Entendo que houve, portanto, uma mudança substancial do programa partidário, por meio da alteração de sua ideologia, elemento suficiente para a justa causa, conforme precedente do TSE, no sentido de que a “mudança substancial do programa partidário para fins de configuração da justa causa para desfiliação deve ser tal que subverta de forma relevante o programa e a própria ideologia do partido” (AÇÃO DE JUSTIFICAÇÃO DE DESFILIAÇÃO PARTIDÁRIA/PERDA DE CARGO ELETIVO nº 060024958, Acórdão, Relator(a) Min. Carlos Horbach, Publicação: DJE - Diário da justiça eletrônica, Tomo 191, Data 18/10/2021), e é justamente esta questão ideológica que o caso concreto parece trazer.
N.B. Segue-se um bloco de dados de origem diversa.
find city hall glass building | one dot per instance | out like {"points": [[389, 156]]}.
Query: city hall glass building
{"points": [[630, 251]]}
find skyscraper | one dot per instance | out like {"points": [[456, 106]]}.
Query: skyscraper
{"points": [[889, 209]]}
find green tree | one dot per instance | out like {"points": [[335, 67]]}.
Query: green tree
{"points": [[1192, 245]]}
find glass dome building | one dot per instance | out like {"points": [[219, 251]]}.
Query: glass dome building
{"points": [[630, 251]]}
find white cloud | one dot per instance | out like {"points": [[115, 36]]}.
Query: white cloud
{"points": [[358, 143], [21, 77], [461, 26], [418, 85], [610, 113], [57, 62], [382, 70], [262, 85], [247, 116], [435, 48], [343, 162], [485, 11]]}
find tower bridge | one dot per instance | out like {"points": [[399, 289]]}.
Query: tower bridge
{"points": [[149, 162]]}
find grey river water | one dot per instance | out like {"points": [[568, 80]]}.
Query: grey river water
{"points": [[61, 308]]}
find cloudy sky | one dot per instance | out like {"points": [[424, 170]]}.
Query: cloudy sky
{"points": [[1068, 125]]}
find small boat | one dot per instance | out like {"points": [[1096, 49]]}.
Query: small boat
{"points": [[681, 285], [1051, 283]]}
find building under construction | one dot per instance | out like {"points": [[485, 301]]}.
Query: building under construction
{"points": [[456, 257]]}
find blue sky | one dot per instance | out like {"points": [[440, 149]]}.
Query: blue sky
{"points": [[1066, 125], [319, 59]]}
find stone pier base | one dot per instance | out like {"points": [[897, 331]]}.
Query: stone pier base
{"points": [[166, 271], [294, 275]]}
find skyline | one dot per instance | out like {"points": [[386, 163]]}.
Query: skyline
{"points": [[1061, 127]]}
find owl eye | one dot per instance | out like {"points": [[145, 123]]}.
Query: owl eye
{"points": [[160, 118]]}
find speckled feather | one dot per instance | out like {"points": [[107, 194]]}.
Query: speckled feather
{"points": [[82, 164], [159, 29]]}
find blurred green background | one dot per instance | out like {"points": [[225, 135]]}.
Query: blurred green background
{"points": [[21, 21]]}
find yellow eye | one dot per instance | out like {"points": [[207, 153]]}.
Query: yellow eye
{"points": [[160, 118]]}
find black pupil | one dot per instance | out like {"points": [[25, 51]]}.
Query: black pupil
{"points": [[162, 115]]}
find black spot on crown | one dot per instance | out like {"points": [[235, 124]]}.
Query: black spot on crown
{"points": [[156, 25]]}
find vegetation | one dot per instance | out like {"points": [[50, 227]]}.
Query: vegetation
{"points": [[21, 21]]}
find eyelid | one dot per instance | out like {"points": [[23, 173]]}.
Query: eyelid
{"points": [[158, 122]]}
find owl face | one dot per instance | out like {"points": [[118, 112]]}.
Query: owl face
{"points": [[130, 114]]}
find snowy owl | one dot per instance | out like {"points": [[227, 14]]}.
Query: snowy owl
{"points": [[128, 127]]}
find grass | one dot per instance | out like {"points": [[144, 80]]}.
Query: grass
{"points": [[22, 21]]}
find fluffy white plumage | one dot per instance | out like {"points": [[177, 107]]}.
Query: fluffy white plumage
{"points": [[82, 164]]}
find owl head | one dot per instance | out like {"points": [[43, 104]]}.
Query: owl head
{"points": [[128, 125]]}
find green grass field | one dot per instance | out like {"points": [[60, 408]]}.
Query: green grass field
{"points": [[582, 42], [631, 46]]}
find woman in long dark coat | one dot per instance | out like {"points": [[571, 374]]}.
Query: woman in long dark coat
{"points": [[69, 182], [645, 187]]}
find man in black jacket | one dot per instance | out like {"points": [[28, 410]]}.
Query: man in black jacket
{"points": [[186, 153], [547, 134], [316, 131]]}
Dessa forma, concluo que o instituto da fusão partidária constitui mudança substancial de programa partidário em nível nacional e, ao fazer surgir uma nova agremiação, posicionou o parlamentar requerente em vínculo de filiação com legenda pela qual não foi eleito, justificando a desfiliação sem perda do mandato. Além disso, claro resta que a desfiliação não ocorreu junto ao partido pelo qual o parlamentar foi eleito.

ANTE O EXPOSTO, divergindo do voto do Relator, JULGO PROCEDENTE a presente ação, a fim de declarar a existência de justa causa para a desfiliação de FELIPE COELHO PINTO do UNIÃO BRASIL, sem a perda do cargo eletivo, com fundamento no art. 22-A, caput e inc. I do parágrafo único, da Lei n. 9.096/95.